Inconscient du danger, le garçon continue son aérienne caresse, la nuageuse vulve se dilate, vire au violet vif et tendre et s'entrouvre lentement ...
Le temps que le garçon s'en rende compte, il était trop tard ... une violente lueur suivi d'un faramineux choc l'enfoncèrent dans l'humus protecteur.

L'accident semble inévitable même si l'on a posé quelques lampes de signalisation.
Le phallus gratte le ciel et se frotte langoureusement
contre la voute céleste en produisant des gerbes d'étincelles roses.

La curieuse est toujours là.
Cette fois il avait pris un bon coup de foudre, normal, il les attire.
Bertrand était tout noirci et une odeur de cochon grillé flottait sur les pistes désertes.
Il était encore en vie, très étrangement calme ... tout autour de lui un cercle calciné témoignait pourtant de la violence du choc électrique.
Comment avait-il survécu ?
Grâce à sa voisine de conférence de moins en moins dégoûtée qui anticipant le drame à venir s'était vite emparée d'un conducteur* bien creux afin d'en faire un écran contre les forces électriques.

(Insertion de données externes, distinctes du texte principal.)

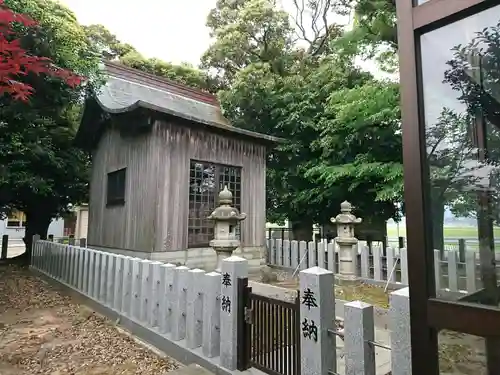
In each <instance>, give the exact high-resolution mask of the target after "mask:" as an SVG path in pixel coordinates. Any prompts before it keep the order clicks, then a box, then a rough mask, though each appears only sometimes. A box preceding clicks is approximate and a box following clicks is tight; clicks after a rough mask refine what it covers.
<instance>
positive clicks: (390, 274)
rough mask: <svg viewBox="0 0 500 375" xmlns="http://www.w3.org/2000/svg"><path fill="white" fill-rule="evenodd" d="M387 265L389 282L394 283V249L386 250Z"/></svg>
mask: <svg viewBox="0 0 500 375" xmlns="http://www.w3.org/2000/svg"><path fill="white" fill-rule="evenodd" d="M386 254H387V255H386V258H385V264H386V268H387V281H389V282H391V283H393V282H394V281H395V280H396V273H395V272H392V270H393V268H394V264H395V259H394V248H392V247H388V248H387V250H386Z"/></svg>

* conducteur : N'importe quel con-ducteur de n'importe quoi.

Sans cette providentielle cage de Faraday, il ne serait plus qu'un petit tas de cendres fumantes.
Bertrand la regarda avec reconnaissance, et une pointe (bien dirigée) de concupiscence*.

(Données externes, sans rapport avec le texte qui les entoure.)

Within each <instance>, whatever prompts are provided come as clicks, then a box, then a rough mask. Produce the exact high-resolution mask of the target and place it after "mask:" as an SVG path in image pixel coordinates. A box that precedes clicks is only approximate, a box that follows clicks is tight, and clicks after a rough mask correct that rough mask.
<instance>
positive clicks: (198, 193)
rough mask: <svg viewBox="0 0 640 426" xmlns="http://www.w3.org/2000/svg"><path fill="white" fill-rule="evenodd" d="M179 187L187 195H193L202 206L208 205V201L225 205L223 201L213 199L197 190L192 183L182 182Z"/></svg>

* concupiscence : Ce mot est un poème érotique à lui tout seul ... mais chut !
N'est-ce pas Concubinage qui s'approche ?
Il y en a qui n'ont pas de chance ...
Il lui devait une fière chandelle.
Et il avait bien l'intention de payer sa dette ...

 

" Par ce signe tu vaincras ! "

Annexe bibliographique

Déjà parus

- LE LAPIN EST IL UN BON COUP ? (épuisé)
Une réédition est en cours complétée de nouveaux et bouleversants témoignages féminins.

- POURQUOI DEUX NICHONS ?
En collaboration (et en équilibre) avec sa consoeur transalpine, A.Mazone.
Un remuant débat bipolaire.

- COMMENT JOUIR SANS SE FATIGUER ?
LE best-seller pour les fainéants des deux sexes.

- MACHO DEVANT
Essai polémique au souffle puissant qui ne manquera pas de soulever les jupes.
Et quelques questions.

- MACHO DERRIERE
Suite logique du précédent ouvrage, une analyse plus en profondeur.

 

Littérature enfantine

PANPAN ET CUCU VONT SUR L'EAU
N'oublez pas les brassières.

Prochainement :

GROFION ET QUEQUETTE FONT DU SKI
Rafraîchissant, à lire avec un gros bonnet. .

 

A paraître :

- LA FESSE DANS L'ART BYZANTIN
C'est très court, mais on en apprend de belles (fesses ?).
Et quelle érudition (de Lyon?)

 

En préparation :

- LAURE GUASME, QUI ETES VOUS ?
La biographie ou la giographie ?
Un étonnant exercice d'autocongratulation.

Illustration

 

Aperçus

A Blaignac, les questions volent bas
Car j'ai le mal de l'air Suzy*
Trop pur ou popollué ?

*Suzy : Peut-être la fameuse Suzy Q.